NEW YORK (MainStreet) - David Walters, a certified financial planner and certified public accountant with Palisades Hudson Financial Group, is an evangelist when it comes to retirement plan fees.
He likes to tell clients, and any others wondering why their retirement funds are held back by charges and fees, they're not "powerless" when 401(k) plans "stick employees with excessive fess."
"By making smart investment choices, you can cut your costs," says Walters.
To do that, you first need to understand the fees your plan charges, he says.
First up, knowing what kinds of fees can negatively impact your retirement plan performance is a big key, he adds. Here's what you should focus on, fee-wise, Walters explains:
- Plan-level expenses are charged by the plan administrator or custodian. These cover administrative services, such as recordkeeping, accounting, legal and trustee services.
- Fees on the underlying investments are charged by the mutual funds in your plan. Each fund charges an "expense ratio," a portfolio management fee that is charged per dollar of assets in the fund.
"Plan participants may also pay transaction costs for buying and selling funds," Walters says. "These may include trading fees and commissions that managers pay to buy and sell securities. Additionally, some funds also have 'sales charges' or 'loads.' These may be paid when you invest in a fund -- front-end load -- or when you sell shares --back-end load."
It's also a great idea to plow your plan cash into low-cost funds, Walters adds.
"Many actively managed stock funds have expense ratios north of 1% but rarely outperform the indexes consistently, so you're unlikely to get value for your money," he says. "Most index funds charge a fraction of that. Switching to low-cost index funds where appropriate can greatly reduce annual costs and in the long run can produce a bigger nest egg."
Other retirement plan experts say companies must shoulder the burden in reducing 401(k) plan fees.
"In some cases, companies can do so dramatically," says Mark Zoril, founder PlanVision, an investment services firm in Plymouth, Minn. "For example, company managers should set-up their plans so that you have an 'unbundled' arrangement," he says. "This means that your providers, such as record keepers, advisers, and investment choices -- like mutual funds -- are not the same provider or their services are not lumped together."
This unbundled arrangement can help an employer better identify how much each provider is compensated for the services it provides to the plan. As such, an employer can hold its providers more accountable over time, Zoril says.
Mark Lund, author of The Effective Investor (Stonecreek, 2010), and a retirement plan specialist located in Highland, Utah, advises both employers and plan participants to avoid investment vehicles that organically generate high fees.
"For instance, stay away from annuities within retirement plans," he says. "This just creates unnecessary fees going to the insurance company, on average 1.25%."
Taking a balanced approach could not only lower fees; it could better protect your retirement portfolio.

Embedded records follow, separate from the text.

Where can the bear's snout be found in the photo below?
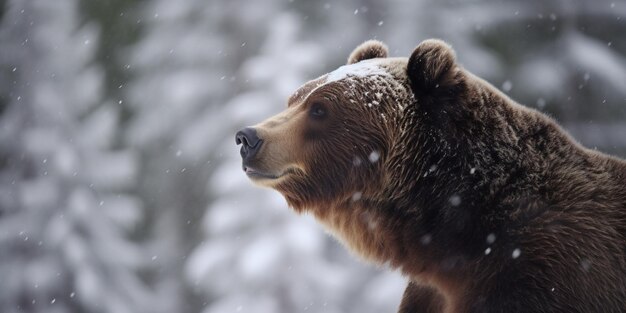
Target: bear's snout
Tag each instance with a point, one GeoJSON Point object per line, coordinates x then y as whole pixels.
{"type": "Point", "coordinates": [249, 141]}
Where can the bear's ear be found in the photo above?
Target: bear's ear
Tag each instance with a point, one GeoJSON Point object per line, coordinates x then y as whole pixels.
{"type": "Point", "coordinates": [368, 50]}
{"type": "Point", "coordinates": [432, 67]}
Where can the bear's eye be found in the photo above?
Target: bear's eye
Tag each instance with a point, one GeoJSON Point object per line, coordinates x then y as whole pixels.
{"type": "Point", "coordinates": [317, 111]}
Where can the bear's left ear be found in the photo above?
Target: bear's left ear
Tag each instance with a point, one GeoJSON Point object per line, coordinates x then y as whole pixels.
{"type": "Point", "coordinates": [432, 68]}
{"type": "Point", "coordinates": [368, 50]}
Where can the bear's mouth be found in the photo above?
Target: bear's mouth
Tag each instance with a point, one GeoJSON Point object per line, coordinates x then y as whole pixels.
{"type": "Point", "coordinates": [256, 174]}
{"type": "Point", "coordinates": [253, 173]}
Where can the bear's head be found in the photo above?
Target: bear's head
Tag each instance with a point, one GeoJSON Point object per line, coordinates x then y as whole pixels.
{"type": "Point", "coordinates": [338, 139]}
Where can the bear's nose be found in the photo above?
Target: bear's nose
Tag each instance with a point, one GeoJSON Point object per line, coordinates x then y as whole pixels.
{"type": "Point", "coordinates": [249, 141]}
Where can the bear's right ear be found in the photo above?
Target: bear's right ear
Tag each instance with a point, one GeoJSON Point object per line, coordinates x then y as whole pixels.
{"type": "Point", "coordinates": [368, 50]}
{"type": "Point", "coordinates": [432, 68]}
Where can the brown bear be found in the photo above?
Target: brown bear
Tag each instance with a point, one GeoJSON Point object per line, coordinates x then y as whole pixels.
{"type": "Point", "coordinates": [484, 204]}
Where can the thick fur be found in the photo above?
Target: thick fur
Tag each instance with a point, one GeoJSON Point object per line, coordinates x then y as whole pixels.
{"type": "Point", "coordinates": [485, 205]}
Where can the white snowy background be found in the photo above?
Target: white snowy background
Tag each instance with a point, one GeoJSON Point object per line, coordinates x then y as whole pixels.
{"type": "Point", "coordinates": [120, 183]}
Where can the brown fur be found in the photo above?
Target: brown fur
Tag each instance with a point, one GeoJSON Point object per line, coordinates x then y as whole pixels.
{"type": "Point", "coordinates": [368, 50]}
{"type": "Point", "coordinates": [485, 205]}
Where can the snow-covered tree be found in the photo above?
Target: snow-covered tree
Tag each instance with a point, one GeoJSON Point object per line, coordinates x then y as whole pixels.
{"type": "Point", "coordinates": [66, 213]}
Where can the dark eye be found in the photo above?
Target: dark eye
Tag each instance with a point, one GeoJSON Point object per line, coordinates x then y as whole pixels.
{"type": "Point", "coordinates": [317, 111]}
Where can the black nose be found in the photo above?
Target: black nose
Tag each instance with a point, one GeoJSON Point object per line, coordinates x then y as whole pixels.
{"type": "Point", "coordinates": [249, 141]}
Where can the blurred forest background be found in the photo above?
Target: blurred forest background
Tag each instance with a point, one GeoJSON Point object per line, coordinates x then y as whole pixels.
{"type": "Point", "coordinates": [120, 183]}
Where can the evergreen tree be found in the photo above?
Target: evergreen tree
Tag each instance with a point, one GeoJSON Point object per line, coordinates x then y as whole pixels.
{"type": "Point", "coordinates": [66, 214]}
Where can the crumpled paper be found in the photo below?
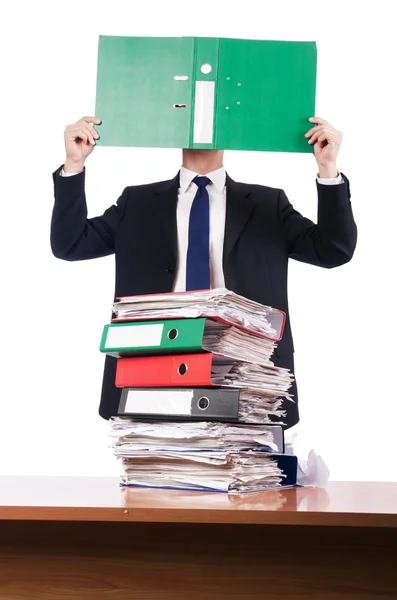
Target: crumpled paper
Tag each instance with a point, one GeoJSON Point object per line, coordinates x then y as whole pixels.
{"type": "Point", "coordinates": [312, 469]}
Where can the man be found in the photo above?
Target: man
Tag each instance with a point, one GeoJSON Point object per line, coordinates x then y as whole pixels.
{"type": "Point", "coordinates": [252, 231]}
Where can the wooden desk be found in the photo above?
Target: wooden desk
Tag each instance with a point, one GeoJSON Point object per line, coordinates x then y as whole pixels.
{"type": "Point", "coordinates": [72, 538]}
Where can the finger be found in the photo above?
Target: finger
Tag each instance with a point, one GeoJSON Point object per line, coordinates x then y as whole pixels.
{"type": "Point", "coordinates": [314, 137]}
{"type": "Point", "coordinates": [75, 132]}
{"type": "Point", "coordinates": [324, 138]}
{"type": "Point", "coordinates": [91, 130]}
{"type": "Point", "coordinates": [321, 131]}
{"type": "Point", "coordinates": [91, 120]}
{"type": "Point", "coordinates": [318, 120]}
{"type": "Point", "coordinates": [80, 136]}
{"type": "Point", "coordinates": [313, 130]}
{"type": "Point", "coordinates": [88, 134]}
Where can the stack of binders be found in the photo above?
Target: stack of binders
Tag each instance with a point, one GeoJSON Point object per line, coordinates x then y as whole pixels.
{"type": "Point", "coordinates": [199, 393]}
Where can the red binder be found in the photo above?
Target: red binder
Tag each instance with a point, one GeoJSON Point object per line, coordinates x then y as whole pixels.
{"type": "Point", "coordinates": [164, 371]}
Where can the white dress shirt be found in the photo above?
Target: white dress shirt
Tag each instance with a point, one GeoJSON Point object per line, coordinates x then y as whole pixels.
{"type": "Point", "coordinates": [217, 195]}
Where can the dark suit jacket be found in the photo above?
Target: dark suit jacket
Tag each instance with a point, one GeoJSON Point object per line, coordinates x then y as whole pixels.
{"type": "Point", "coordinates": [262, 232]}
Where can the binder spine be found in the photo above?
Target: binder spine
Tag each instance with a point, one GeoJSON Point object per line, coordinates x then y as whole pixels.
{"type": "Point", "coordinates": [205, 75]}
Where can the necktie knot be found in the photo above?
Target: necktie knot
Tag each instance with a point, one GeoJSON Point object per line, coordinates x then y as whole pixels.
{"type": "Point", "coordinates": [201, 181]}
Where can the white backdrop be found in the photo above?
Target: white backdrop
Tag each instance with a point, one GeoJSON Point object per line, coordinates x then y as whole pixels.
{"type": "Point", "coordinates": [343, 319]}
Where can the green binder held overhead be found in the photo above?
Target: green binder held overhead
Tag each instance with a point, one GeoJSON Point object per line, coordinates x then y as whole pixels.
{"type": "Point", "coordinates": [210, 93]}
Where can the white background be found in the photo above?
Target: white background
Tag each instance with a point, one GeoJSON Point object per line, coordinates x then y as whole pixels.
{"type": "Point", "coordinates": [343, 320]}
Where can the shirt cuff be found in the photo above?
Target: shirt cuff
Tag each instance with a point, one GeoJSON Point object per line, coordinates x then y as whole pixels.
{"type": "Point", "coordinates": [330, 180]}
{"type": "Point", "coordinates": [64, 174]}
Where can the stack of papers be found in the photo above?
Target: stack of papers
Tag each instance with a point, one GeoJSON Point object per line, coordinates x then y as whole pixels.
{"type": "Point", "coordinates": [198, 456]}
{"type": "Point", "coordinates": [218, 303]}
{"type": "Point", "coordinates": [235, 343]}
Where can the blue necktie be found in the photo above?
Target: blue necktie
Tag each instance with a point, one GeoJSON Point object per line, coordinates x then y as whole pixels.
{"type": "Point", "coordinates": [198, 252]}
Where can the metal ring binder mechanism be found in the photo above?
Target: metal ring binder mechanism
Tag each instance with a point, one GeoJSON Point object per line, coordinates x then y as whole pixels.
{"type": "Point", "coordinates": [198, 392]}
{"type": "Point", "coordinates": [214, 93]}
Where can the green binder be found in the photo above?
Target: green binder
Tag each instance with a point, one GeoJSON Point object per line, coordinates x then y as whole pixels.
{"type": "Point", "coordinates": [171, 336]}
{"type": "Point", "coordinates": [214, 93]}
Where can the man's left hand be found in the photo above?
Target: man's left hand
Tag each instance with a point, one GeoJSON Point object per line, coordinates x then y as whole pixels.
{"type": "Point", "coordinates": [326, 141]}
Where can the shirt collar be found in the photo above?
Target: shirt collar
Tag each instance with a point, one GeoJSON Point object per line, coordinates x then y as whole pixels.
{"type": "Point", "coordinates": [217, 177]}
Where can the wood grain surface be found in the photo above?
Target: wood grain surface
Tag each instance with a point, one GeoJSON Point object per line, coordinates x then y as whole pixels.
{"type": "Point", "coordinates": [359, 504]}
{"type": "Point", "coordinates": [166, 561]}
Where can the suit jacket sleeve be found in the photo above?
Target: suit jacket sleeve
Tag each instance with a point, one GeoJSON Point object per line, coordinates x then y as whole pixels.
{"type": "Point", "coordinates": [332, 241]}
{"type": "Point", "coordinates": [73, 235]}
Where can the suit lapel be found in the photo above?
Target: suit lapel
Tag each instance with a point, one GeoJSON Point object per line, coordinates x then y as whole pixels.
{"type": "Point", "coordinates": [239, 207]}
{"type": "Point", "coordinates": [166, 197]}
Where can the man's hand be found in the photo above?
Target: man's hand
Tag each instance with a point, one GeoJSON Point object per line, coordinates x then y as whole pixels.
{"type": "Point", "coordinates": [79, 143]}
{"type": "Point", "coordinates": [327, 141]}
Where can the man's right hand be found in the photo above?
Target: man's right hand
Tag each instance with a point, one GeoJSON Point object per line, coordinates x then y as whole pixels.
{"type": "Point", "coordinates": [79, 143]}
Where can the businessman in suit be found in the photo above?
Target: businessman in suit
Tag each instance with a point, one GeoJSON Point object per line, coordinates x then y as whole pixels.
{"type": "Point", "coordinates": [251, 231]}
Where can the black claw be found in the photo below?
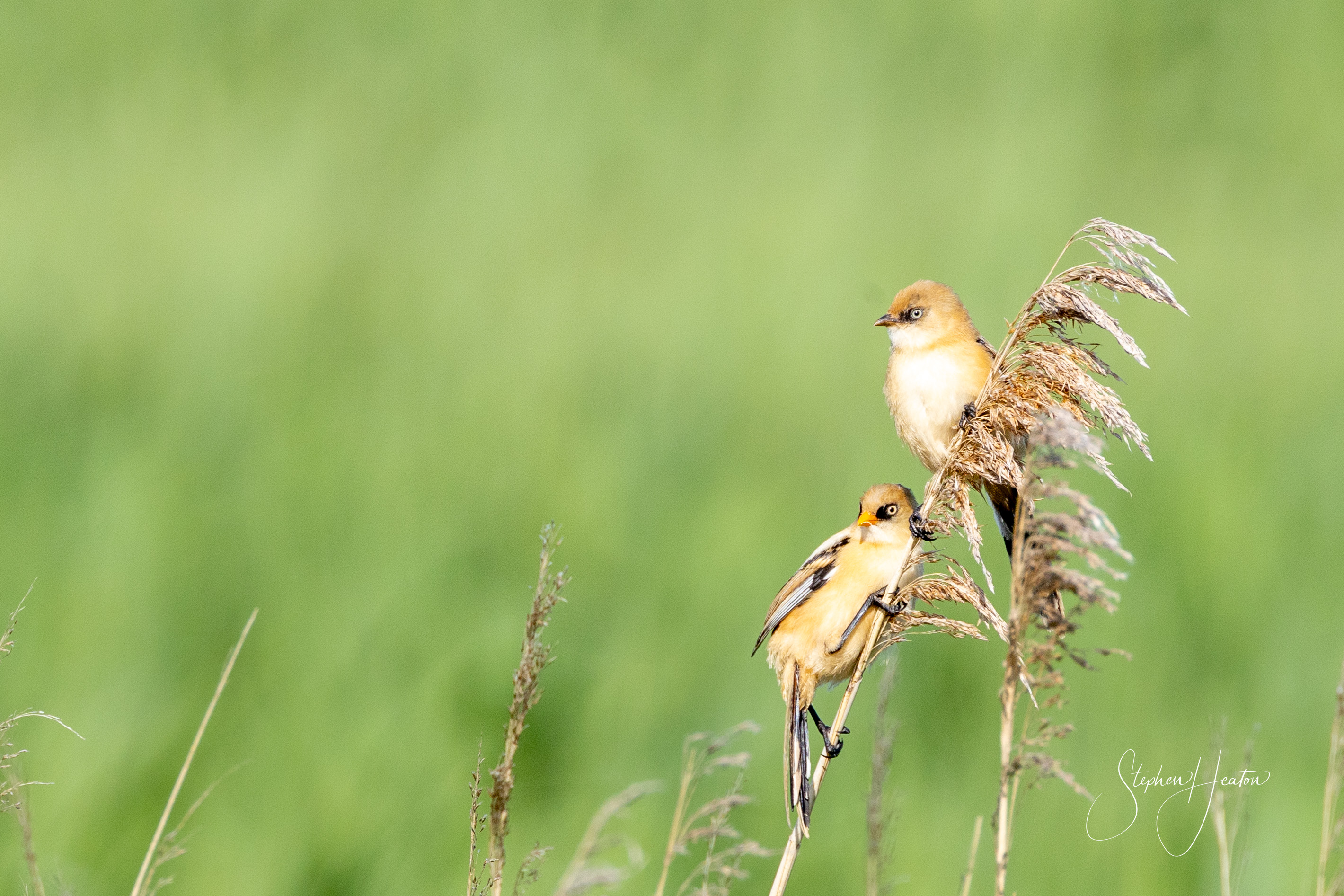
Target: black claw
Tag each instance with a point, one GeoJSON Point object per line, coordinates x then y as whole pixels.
{"type": "Point", "coordinates": [827, 750]}
{"type": "Point", "coordinates": [920, 530]}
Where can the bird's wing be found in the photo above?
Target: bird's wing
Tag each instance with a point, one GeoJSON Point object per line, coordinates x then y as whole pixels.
{"type": "Point", "coordinates": [813, 574]}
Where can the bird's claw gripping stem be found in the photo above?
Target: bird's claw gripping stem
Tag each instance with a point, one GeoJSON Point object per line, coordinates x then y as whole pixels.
{"type": "Point", "coordinates": [827, 750]}
{"type": "Point", "coordinates": [920, 530]}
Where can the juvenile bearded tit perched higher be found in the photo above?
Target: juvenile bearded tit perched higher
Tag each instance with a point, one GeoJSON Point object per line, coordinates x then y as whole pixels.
{"type": "Point", "coordinates": [820, 621]}
{"type": "Point", "coordinates": [938, 366]}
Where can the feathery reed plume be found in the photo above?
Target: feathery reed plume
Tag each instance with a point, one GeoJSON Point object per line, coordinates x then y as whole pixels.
{"type": "Point", "coordinates": [527, 691]}
{"type": "Point", "coordinates": [1027, 378]}
{"type": "Point", "coordinates": [586, 874]}
{"type": "Point", "coordinates": [143, 879]}
{"type": "Point", "coordinates": [1228, 825]}
{"type": "Point", "coordinates": [1330, 872]}
{"type": "Point", "coordinates": [1042, 544]}
{"type": "Point", "coordinates": [971, 860]}
{"type": "Point", "coordinates": [702, 755]}
{"type": "Point", "coordinates": [171, 847]}
{"type": "Point", "coordinates": [474, 887]}
{"type": "Point", "coordinates": [878, 813]}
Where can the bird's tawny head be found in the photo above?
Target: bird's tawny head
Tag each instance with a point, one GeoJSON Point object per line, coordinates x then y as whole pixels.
{"type": "Point", "coordinates": [924, 313]}
{"type": "Point", "coordinates": [886, 510]}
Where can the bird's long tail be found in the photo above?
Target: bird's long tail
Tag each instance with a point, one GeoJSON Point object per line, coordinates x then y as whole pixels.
{"type": "Point", "coordinates": [797, 778]}
{"type": "Point", "coordinates": [1004, 500]}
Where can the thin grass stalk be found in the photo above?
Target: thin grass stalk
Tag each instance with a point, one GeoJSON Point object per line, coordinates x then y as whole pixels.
{"type": "Point", "coordinates": [1332, 790]}
{"type": "Point", "coordinates": [30, 855]}
{"type": "Point", "coordinates": [578, 875]}
{"type": "Point", "coordinates": [971, 861]}
{"type": "Point", "coordinates": [526, 693]}
{"type": "Point", "coordinates": [1008, 695]}
{"type": "Point", "coordinates": [191, 754]}
{"type": "Point", "coordinates": [884, 745]}
{"type": "Point", "coordinates": [474, 852]}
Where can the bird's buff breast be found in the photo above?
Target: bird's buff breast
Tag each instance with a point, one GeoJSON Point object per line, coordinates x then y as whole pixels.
{"type": "Point", "coordinates": [927, 391]}
{"type": "Point", "coordinates": [813, 629]}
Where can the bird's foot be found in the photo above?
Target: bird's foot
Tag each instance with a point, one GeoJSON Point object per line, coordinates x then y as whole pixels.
{"type": "Point", "coordinates": [920, 530]}
{"type": "Point", "coordinates": [827, 750]}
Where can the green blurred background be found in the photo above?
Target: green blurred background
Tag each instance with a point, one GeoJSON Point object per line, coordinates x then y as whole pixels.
{"type": "Point", "coordinates": [326, 307]}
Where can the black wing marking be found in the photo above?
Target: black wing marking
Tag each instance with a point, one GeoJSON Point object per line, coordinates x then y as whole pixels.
{"type": "Point", "coordinates": [810, 578]}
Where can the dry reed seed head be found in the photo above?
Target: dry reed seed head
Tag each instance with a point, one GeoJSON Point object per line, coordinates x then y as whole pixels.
{"type": "Point", "coordinates": [956, 586]}
{"type": "Point", "coordinates": [1116, 245]}
{"type": "Point", "coordinates": [897, 626]}
{"type": "Point", "coordinates": [1063, 302]}
{"type": "Point", "coordinates": [585, 872]}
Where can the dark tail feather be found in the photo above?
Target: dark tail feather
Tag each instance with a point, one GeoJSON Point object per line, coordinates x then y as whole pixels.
{"type": "Point", "coordinates": [1004, 500]}
{"type": "Point", "coordinates": [797, 753]}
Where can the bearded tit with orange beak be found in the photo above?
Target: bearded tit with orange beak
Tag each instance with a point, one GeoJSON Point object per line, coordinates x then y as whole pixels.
{"type": "Point", "coordinates": [820, 621]}
{"type": "Point", "coordinates": [938, 364]}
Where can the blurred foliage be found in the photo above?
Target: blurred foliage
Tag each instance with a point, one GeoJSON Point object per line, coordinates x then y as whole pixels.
{"type": "Point", "coordinates": [327, 307]}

"Use an active/passive investment strategy," says Larry Solomon, director of planning and investments at OptiFour Integrated Wealth Management, in McLean, Va. "Typically, 401(k) plans have an S&P 500 Index fund, and many participants will allocate some of their U.S. stock investments to it, but we advise our clients to take it a step further and utilize index funds in every asset class in their accounts."
For example, Solomon says, if a client has a moderate asset allocation that is 42% in U.S. stocks, 18% in non-U.S. stocks and 40% bonds, then he should allocate 50% of the weighting in each one of those categories to index funds.
"The reason is simple," he says. "If the average actively managed fund in a 401(k) plan has expenses of 1.20%, and the average index fund has expenses of 0.20%, then by dividing their allocation half active/half index, they will save an average of 0.50% per year on fund expenses. On a $100,000 account balance, that's a savings of $500 per year, and that savings will persist and compound year after year, regardless of market conditions."
In addition to reducing costs, studies show the active/passive approach has additional benefits of broadening diversification and smoothing overall returns, Solomon adds. "There will always be periods of time when active outperforms indexing and vice versa," he adds.
Cutting fees from your retirement fund is a sure-fire way to beef up portfolio assets and drive your retirement fund higher, year-after-year. Take the steps noted above, and see your 401(k) fund perform better and your retirement's financial picture grow brighter.